How fizzy drink tax might work
Stinging manufacturers and importers of sugary soft drinks is the best way to go about a sugar tax in New Zealand, a tax expert says.
‘‘They would increase their prices, pass the burden on to retailers and wholesalers, and they in turn would pass the burden of tax on to consumers,’’ Auckland University tax lawyer Michael Littlewood told a conference in Wellington.
That would be the most straightforward way to approach a sugar tax, he said.
‘‘Manufacturers and importers are a relatively small number, and so the burden of compliance would be light.’’
Littlewood proposed a per-unit tax on sugar, and suggested a $1 per litre charge would be reasonable and mean pricier, smaller cans of Coca-Cola were not targeted more than large, lowcost bottles.

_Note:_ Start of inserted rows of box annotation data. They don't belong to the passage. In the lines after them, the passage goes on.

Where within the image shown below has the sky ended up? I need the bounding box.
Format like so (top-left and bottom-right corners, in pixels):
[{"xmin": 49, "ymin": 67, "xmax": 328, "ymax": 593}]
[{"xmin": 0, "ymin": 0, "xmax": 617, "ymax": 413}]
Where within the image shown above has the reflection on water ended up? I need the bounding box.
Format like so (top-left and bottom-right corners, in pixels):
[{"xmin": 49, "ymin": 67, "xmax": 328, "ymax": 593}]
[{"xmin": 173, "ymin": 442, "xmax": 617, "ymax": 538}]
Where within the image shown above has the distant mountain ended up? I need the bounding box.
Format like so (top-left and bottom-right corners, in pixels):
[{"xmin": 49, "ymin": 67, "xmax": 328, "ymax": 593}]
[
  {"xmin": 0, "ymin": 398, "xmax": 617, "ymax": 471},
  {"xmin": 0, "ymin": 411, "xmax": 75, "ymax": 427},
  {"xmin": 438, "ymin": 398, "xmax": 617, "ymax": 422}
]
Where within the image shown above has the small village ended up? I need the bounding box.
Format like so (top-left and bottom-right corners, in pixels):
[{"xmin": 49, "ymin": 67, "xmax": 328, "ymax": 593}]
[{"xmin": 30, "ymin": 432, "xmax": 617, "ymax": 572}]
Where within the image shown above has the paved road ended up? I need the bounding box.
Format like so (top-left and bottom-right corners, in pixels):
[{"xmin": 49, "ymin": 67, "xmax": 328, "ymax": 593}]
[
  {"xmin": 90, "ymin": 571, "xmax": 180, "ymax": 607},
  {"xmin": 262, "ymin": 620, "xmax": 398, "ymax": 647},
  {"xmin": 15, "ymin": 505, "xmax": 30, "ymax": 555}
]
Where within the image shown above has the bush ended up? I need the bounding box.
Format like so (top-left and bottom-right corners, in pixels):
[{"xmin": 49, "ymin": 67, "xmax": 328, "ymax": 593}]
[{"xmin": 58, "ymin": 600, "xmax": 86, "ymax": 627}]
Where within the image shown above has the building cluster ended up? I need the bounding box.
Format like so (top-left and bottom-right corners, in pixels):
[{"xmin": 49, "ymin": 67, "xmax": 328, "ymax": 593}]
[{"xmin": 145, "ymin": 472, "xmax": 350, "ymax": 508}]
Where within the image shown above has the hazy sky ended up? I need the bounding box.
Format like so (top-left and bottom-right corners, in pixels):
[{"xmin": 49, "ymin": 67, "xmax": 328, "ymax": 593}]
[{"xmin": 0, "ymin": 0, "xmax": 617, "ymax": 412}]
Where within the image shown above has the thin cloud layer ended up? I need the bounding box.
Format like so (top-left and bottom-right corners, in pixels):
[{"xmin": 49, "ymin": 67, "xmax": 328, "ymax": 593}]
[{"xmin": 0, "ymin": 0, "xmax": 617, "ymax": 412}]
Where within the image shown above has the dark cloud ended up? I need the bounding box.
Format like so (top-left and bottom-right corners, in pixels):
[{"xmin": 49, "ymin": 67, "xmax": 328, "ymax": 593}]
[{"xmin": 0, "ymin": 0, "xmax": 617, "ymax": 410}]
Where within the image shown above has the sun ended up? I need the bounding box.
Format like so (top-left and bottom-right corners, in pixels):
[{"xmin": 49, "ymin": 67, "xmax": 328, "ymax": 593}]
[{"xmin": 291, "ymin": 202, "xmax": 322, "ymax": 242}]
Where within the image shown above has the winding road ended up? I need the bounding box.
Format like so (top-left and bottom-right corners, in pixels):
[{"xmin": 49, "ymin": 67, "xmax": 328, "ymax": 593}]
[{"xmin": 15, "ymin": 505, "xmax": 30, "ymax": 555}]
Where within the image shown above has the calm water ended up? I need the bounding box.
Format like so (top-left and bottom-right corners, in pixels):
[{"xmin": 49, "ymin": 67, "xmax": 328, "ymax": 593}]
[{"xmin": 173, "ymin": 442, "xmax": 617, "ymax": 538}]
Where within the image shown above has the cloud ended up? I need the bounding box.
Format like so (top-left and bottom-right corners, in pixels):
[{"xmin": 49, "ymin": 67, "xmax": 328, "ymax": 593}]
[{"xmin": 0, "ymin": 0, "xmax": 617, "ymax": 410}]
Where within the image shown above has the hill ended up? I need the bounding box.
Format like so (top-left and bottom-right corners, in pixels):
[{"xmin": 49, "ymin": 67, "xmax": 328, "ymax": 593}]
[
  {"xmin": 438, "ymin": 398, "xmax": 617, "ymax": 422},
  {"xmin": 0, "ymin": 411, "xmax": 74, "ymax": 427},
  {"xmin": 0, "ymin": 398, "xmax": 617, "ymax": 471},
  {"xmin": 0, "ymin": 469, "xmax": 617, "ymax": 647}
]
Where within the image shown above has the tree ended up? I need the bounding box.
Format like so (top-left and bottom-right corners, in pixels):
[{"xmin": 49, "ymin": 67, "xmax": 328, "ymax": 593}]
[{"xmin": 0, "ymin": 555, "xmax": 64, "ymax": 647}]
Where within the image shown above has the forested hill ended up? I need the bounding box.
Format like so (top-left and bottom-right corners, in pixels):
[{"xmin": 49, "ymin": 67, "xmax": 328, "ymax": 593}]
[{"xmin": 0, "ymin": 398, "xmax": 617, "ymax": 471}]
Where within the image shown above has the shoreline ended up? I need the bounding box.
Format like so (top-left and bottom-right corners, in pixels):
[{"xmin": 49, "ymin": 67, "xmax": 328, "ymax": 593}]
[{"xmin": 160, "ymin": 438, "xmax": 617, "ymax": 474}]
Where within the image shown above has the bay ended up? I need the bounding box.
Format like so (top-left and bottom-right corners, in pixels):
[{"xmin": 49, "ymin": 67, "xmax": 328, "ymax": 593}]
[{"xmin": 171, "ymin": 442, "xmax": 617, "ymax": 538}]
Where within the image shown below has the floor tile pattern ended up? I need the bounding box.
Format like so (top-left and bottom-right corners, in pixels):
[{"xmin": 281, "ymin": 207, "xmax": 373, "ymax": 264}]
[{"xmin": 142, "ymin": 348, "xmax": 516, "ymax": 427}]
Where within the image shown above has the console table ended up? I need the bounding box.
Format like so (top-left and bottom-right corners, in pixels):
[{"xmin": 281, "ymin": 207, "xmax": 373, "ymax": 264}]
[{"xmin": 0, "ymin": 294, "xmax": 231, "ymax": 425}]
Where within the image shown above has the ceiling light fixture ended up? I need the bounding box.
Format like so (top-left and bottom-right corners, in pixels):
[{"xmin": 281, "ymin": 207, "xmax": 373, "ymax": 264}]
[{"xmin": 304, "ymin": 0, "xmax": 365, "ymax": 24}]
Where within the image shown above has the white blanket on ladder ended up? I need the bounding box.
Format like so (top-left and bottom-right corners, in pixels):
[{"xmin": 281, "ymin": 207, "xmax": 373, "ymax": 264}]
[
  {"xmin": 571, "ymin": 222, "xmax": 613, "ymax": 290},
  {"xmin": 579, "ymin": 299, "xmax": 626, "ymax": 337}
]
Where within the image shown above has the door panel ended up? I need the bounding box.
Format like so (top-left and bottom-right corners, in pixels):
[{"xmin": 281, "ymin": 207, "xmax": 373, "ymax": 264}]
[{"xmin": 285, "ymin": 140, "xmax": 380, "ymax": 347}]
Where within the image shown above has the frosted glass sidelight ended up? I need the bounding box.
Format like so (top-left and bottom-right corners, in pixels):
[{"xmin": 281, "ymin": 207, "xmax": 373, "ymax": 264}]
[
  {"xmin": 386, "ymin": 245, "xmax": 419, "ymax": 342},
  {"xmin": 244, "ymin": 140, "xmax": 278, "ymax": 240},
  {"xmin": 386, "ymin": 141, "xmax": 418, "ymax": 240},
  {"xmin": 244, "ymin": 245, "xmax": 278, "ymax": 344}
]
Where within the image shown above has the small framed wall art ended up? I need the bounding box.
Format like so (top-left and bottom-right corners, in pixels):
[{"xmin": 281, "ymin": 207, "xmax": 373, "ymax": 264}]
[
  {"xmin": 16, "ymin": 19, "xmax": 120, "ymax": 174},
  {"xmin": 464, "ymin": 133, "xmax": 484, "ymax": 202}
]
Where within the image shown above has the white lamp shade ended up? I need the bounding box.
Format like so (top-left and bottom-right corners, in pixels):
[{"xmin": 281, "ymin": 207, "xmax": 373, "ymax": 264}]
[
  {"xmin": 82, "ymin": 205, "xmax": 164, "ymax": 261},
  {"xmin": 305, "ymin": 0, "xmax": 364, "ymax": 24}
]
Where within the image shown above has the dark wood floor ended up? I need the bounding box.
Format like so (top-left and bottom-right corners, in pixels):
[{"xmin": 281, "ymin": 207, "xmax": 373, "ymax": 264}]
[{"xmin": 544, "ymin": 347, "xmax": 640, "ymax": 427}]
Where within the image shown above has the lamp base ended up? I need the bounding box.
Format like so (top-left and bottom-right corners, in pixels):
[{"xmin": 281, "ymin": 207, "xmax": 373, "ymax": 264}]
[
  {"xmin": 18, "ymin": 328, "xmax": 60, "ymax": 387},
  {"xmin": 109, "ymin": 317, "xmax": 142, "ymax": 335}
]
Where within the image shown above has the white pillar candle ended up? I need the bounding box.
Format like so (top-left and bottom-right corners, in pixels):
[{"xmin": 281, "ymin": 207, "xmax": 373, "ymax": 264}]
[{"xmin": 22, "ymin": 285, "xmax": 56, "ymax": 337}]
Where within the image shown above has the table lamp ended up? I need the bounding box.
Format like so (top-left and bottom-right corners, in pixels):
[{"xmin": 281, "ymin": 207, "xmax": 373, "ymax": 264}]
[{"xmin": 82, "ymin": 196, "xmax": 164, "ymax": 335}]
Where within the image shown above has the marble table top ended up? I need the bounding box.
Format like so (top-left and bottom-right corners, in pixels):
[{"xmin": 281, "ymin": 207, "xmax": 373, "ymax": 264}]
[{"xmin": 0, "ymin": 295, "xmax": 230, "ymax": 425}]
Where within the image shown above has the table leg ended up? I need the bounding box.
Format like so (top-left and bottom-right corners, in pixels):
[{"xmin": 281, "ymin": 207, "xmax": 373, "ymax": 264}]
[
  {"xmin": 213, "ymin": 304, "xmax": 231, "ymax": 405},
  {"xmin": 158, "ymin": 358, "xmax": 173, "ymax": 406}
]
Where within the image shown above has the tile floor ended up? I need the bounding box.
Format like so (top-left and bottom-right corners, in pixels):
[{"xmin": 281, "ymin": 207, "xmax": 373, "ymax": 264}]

He was speaking at a Wellington symposium run by lobby group Fizz, made up of a collection of researchers and doctors who want to eliminate sugary drinks from New Zealand by 2025.
But food and drinks councils are dead against the idea, and say a sugar tax won’t work in the fight against obesity.
Despite regular soft drink consumption slowly declining, obesity continues to rise, according to research commissioned and released by the New Zealand Beverage Council and carried out by independent research company Nielsen.
‘‘That means there are clearly other factors at play,’’ president Olly Munro said.
The Food and Grocery Council agrees. Chief executive Katherine Rich said soft drinks were being used as a scapegoat for a complex problem.
‘‘Taxing or banning sugar drinks won’t work,’’ Rich said. Tackling obesity needed to concentrate on food literacy and moderation, rather than ‘‘blaming individual foods and drinks’’, she said.